Now I'm thinking we'll harvest seeds from all the plants in the garden that do well. These seeds will form the foundation of next year's garden. Another idea I had today was that we should buy produce from the local farmers market and get seeds from the plants (tomatoes, cantaloupes, peppers, cucumbers, peaches, cherries, etc.). These plants have been grown locally and should, therefore, do well in the local climate, as opposed to a seed packet sold in Washington filled with seeds produced from a plant in Florida.

I can't help but think that my recent interest in the perpetuation of plants has something to do with my interest in my family. Elizabeth and I tried for four years before we got pregnant with Sonora. We thought we were sterile, but now we have two miraculous daughters, now a sapling and a seedling, both straining upward, plunging their branches toward the sun. My parents are nearing retirement. They went to seed a while ago. They move cautiously and are becoming a little more brittle each year. I have one grandparent left: my mom's mom. We are all of her stock.


About a month ago, while Sonora and I were out for a walk on a Sunday afternoon, we saw the biggest cherry tree I've ever seen. It stood as tall and almost as wide as the two-story Victorian home in whose front yard it was rooted. I lingered, wondering if I couldn't collect some of the ripe deep-burgundy cherries. While I was staring at the tree, a short, thin, jolly old man approached Sonora and me from across the street. His captivating smile was that of a person who thrilled in making other people happy. He asked us if we wanted some of those cherries. I said we did, but we didn't have any way to carry them. He went home and returned with eight empty plastic whipped-cream containers. He used to live in this house, he told me. Now his son lived there, though he was out of town for the weekend. The old man's son had planted that tree for his daughter when she was a little girl. She is now in her forties.

A seedling planted by a father for his daughter. And Sonora and I stood in its shade as it towered over us.
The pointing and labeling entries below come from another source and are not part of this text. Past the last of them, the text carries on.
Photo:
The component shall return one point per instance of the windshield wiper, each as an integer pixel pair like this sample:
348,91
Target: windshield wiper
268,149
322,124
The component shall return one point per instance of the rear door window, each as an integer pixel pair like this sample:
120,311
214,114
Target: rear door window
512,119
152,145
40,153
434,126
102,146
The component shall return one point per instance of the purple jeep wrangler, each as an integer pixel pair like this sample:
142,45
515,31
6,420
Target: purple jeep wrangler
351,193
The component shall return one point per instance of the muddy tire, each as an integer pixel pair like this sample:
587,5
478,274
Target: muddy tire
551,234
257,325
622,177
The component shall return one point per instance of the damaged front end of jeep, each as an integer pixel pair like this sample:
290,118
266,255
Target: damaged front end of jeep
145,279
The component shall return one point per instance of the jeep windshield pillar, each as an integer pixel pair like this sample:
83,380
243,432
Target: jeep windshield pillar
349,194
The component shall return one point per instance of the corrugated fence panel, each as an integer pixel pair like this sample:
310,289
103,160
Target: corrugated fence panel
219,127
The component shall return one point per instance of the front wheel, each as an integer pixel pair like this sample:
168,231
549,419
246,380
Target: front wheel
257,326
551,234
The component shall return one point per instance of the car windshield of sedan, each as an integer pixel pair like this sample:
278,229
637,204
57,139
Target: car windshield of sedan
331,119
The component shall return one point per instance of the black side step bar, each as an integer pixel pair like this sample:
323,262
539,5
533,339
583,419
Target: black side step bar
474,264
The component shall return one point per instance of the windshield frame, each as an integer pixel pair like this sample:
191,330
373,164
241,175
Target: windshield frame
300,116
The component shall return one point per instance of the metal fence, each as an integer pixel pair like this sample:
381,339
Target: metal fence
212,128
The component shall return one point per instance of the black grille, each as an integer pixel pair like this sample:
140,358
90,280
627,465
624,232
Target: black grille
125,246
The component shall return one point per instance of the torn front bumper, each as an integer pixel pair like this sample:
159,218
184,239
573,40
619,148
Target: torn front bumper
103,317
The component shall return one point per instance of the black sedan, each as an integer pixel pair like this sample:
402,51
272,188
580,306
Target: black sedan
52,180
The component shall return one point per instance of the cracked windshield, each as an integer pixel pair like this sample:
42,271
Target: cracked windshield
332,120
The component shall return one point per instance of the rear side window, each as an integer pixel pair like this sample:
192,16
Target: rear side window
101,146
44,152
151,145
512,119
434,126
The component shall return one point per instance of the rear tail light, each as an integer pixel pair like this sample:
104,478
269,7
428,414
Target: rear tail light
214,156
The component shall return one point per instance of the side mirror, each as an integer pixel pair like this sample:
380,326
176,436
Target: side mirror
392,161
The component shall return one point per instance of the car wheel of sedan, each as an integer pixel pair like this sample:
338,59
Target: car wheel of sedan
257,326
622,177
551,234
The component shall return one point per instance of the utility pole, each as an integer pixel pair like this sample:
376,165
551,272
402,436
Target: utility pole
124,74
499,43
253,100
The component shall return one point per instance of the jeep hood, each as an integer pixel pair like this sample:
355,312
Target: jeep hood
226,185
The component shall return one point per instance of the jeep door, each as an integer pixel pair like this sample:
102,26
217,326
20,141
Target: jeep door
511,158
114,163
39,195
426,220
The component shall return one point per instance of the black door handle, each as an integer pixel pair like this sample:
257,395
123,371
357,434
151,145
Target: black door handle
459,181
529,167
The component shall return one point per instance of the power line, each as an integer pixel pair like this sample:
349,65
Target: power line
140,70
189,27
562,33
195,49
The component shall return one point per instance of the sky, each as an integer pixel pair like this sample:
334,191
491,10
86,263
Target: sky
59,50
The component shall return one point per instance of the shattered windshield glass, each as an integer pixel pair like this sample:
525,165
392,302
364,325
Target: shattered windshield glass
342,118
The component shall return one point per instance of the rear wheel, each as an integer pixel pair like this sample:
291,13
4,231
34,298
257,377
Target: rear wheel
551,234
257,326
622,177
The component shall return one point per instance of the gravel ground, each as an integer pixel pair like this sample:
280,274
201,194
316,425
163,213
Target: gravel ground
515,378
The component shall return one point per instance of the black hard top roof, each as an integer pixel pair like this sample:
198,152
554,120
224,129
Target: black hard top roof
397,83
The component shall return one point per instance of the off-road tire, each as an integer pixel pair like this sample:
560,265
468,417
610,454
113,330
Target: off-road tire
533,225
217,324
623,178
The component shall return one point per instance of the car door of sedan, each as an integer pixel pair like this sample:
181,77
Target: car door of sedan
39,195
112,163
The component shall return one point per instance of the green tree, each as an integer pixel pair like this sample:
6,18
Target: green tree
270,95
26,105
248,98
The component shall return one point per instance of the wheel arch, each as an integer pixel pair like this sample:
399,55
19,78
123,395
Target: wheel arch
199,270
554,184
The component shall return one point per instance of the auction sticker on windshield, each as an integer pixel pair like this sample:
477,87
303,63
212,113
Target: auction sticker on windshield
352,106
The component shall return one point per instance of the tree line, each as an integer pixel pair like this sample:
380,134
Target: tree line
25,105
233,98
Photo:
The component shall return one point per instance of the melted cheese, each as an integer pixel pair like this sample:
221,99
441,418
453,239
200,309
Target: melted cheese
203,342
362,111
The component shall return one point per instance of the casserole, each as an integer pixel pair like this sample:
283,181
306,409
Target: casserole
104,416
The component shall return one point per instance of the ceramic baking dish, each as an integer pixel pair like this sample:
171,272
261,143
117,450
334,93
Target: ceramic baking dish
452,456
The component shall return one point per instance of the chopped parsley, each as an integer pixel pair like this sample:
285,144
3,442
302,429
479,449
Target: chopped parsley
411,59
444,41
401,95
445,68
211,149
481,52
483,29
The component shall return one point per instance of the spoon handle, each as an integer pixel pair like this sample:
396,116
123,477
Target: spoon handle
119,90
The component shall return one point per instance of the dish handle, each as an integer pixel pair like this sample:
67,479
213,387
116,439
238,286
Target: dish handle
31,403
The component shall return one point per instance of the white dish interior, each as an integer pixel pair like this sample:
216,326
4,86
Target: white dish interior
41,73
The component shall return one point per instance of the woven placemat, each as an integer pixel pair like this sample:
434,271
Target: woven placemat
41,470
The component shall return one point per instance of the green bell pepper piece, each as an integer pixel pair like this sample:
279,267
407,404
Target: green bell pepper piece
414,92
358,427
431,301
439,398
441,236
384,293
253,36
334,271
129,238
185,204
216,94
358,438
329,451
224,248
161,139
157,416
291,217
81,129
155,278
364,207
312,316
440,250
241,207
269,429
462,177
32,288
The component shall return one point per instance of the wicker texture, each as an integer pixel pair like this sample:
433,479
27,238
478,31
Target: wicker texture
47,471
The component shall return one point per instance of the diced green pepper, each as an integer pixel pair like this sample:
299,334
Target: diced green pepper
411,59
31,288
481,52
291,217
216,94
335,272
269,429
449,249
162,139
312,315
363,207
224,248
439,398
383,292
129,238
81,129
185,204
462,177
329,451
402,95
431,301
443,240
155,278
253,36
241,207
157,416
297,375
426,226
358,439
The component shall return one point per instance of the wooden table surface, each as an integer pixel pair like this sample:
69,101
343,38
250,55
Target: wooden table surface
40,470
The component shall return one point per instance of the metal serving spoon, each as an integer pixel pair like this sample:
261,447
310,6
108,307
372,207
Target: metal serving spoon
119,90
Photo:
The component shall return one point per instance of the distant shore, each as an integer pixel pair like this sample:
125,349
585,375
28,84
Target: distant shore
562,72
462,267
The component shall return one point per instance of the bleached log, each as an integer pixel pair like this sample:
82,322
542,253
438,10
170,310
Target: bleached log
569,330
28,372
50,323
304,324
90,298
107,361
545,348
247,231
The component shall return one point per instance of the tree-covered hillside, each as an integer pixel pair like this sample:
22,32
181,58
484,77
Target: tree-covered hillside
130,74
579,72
The cherries were sweet and juicy and full. Sonora helped me pick some, but she mostly stained crimson her face and hands and shirt; even though she picked many cherries, her container never filled up. We brought seven full containers home to Elizabeth and we all ate them over the next week.

Even before I had harvested the spinach and arugula seeds, before I knew I was interested in saving seeds, I saved a few of those cherry seeds and pushed them into the moist earth near our home. I saved them because their parent had grown well in this town, had grown well for that man's daughter, for that old man's granddaughter. I hope our small seeds will grow tall and spread their branches wide, wide over us. While we are waiting for that to happen, we will enjoy the cycle of planting, caring, harvesting, eating. To get the whole thing started, we'll have spring greens this autumn.